Journalists’ Roundtable: 10-15-21: Olson Announces for U.S. Senate, Sinema in Europe, Sinema vs. Filibuster
Oct. 15, 2021
It’s time now for the Journalists’ Roundtable and for a look at some of this week’s top stories, we welcome Steve Goldstein of KJZZ and Howie Fischer of Capitol Media Services.
This week’s Journalists’ Roundtable covered:
- Olson Announces for U.S. Senate
- Tax Referendum
- Sinema in Europe
- Sinema vs. Filibuster
- Judge To Senate: Turn Over Records
- Report Disputes “Audit” Count
Olson Announces for U.S. Senate
Steve Goldstein: “Justin Olson sees this as an opportunity. One thing that really stands out about Olson is the recent work he’s done. He was an employee for Turning Point USA with Charlie Kirk. He’s a real noisemaker, major President Trump supporter and very influential when it comes to school policies and basically makes a lot of noise.”

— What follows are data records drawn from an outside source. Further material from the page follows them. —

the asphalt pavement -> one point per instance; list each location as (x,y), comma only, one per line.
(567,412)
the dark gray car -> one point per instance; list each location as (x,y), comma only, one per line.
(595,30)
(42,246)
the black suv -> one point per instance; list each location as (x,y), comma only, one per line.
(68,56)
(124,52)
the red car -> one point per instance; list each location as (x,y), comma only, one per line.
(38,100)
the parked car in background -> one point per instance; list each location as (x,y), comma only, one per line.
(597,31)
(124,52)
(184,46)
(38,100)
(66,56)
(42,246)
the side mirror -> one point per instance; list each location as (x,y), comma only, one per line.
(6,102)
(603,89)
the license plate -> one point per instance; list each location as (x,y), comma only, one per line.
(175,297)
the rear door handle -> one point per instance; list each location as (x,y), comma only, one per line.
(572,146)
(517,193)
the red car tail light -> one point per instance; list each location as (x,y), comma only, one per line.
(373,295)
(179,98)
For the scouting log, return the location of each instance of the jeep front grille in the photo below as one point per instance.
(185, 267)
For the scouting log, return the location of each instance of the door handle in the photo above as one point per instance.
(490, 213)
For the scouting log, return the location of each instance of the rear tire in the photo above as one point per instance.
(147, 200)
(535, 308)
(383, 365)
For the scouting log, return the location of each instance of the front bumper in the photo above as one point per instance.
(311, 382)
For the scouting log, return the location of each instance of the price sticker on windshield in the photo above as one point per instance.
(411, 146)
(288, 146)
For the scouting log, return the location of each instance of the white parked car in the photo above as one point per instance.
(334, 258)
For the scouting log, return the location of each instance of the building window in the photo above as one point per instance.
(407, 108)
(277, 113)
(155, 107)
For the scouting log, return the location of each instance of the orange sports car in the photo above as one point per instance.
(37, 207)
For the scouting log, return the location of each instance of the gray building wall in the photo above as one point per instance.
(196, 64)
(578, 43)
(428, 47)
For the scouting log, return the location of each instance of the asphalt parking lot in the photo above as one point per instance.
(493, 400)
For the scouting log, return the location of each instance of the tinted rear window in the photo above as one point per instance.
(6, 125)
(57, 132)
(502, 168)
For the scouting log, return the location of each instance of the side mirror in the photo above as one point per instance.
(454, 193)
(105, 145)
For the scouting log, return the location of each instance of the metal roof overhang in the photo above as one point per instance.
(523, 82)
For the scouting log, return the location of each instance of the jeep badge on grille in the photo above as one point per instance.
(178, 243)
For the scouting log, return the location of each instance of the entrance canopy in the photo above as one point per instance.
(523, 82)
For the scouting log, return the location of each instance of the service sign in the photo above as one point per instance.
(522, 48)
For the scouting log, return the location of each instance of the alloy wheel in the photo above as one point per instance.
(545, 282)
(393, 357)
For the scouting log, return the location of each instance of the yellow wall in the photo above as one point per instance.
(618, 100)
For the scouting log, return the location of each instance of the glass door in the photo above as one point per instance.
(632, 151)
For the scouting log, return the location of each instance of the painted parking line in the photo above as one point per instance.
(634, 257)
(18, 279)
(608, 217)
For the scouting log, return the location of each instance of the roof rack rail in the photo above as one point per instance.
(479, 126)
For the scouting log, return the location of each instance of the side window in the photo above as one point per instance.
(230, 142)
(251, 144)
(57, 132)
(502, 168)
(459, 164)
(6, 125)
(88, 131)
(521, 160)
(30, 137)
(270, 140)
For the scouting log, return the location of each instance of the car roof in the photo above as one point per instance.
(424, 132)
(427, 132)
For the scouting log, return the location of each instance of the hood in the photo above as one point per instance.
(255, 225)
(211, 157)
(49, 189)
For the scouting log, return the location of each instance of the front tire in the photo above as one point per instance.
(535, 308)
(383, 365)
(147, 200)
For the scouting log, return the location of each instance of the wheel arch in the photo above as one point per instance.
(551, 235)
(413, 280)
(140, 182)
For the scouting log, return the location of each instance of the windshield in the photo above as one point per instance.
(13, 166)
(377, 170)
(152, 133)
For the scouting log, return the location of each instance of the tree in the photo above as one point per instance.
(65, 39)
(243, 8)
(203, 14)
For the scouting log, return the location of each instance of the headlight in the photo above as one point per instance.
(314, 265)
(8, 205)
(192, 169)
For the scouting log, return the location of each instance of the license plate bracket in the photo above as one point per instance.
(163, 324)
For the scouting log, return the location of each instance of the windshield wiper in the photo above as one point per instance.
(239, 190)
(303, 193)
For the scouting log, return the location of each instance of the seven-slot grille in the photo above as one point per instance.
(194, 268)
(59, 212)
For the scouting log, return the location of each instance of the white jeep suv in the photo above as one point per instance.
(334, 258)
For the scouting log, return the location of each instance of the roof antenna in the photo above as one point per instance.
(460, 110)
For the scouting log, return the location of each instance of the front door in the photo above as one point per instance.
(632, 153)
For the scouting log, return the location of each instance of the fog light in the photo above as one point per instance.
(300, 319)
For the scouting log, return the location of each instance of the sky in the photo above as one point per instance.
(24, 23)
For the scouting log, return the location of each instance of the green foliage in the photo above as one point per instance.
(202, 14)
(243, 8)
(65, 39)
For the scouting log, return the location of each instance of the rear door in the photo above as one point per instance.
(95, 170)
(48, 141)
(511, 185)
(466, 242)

Howie Fischer: “We’ve got a six-way race. We have well-funded candidates, we have candidates saying Mark Brnovich is too far to the left, we have Mark McGuire, the former attorney general for the national guard who will gain support from certain parts of the party. Somebody with 20% of the vote will walk away with it.”
Tax Referendum
Steve Goldstein: “The enterprise club which has been very anti-tax filed a suit saying that there’s a constitutional right on voters if they get signatures 90 days after a session to refer a matter to the ballot. What they’re arguing is it’s not tax matters. They’re saying you cannot do that because feds don’t run the state government. If in fact, this measure goes on the ballot, it essentially leaves the state with more money than it needs.”
Howie Fischer: “The judge will have to schedule a hearing and they’ll have to decide where they go from here. Is there sufficient constitutional basis to let this go to the ballot? Now given the nature of this thing, whatever the judge rules, you know the losing side will go to the supreme court and we’ll get case law there.”